A third sector jaded by Telegraph-inspired headlines could be forgiven if it found its attention drifting at this point. One could so easily view Brown's focus on devolving power and budgetary control to citizens as that of a man clutching wildly for an Obama-esque 'last hundred days' agenda. But this would be to miss the much bigger story.

The truth is that the biggest reform of public services in 20 years is almost upon us and we seem hardly to have noticed.

Personal budgets and related tools that allow money and support to 'stand behind' citizens' actions and goals to improve their lives will soon become a dominant feature of the policy landscape, but we have only just begun to really think through, in hard practical terms, the implication of this move.

Whether it is Brown or David Cameron – or others yet unknown - in charge in 12 months' time it will make next to no difference to the direction or the pace of reform.

Centralism is discredited; devolution of power cannot stop at the town hall; citizens growing up in a new information age demand more; and, above all, the black hole at the heart of public finances makes this change inevitable.

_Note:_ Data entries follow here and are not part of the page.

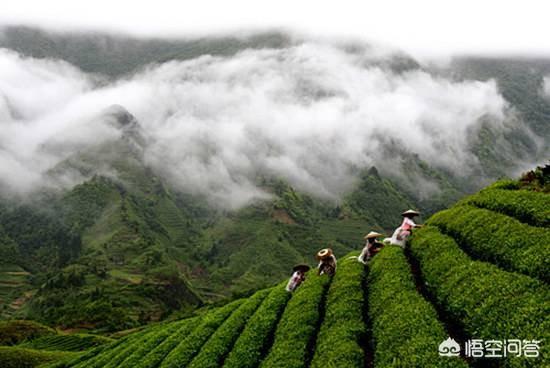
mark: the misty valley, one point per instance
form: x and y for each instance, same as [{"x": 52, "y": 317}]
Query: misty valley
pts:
[{"x": 155, "y": 195}]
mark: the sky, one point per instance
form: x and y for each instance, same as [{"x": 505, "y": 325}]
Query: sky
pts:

Third sector organisations in three years' time will be different places, with new systems, staffing structures, pricing models and products.

The skills needed to navigate the ever-changing acronyms of public funding streams will be swapped for those required to serve a market where the citizen-consumer has suddenly become sovereign.

We are talking, in other words, about a whole system change. It is akin to the much-heralded switch from analogue to digital – except the public debate, let alone the public awareness campaign has barely begun.

System reform of this kind presents clear risks. Many different mistakes could be made. We could fail to support and empower people to make good choices.

Delivery costs could rise. Quality could suffer. Some think the juggernaut of personalisation will lose some of its wheels along the way and that reform will founder.

I believe this view is fundamentally misconceived, above all because these reforms are just too important to be allowed to fail.

It is for this reason that I am delighted to be chairing a new commission on personalisation, set up by the Association of chief executives of voluntary organisations (Acevo) and with membership including a wide range of third sector chief executive officers, senior government officials and representatives from a variety of thinktanks.

We are very clear that remarkable opportunities lie ahead for the third sector: a £30bn market with more to follow; liberation from ramshackle contracts; and freedom to focus on our core mission - on helping people to empower themselves.

The commission is independent, non-partisan and we come with hundreds of years of combined practical experience; equipped to help turn visionary ideas into a new system that does truly work for those who need help most.

Our initial report for both government and opposition will be released in November 2009.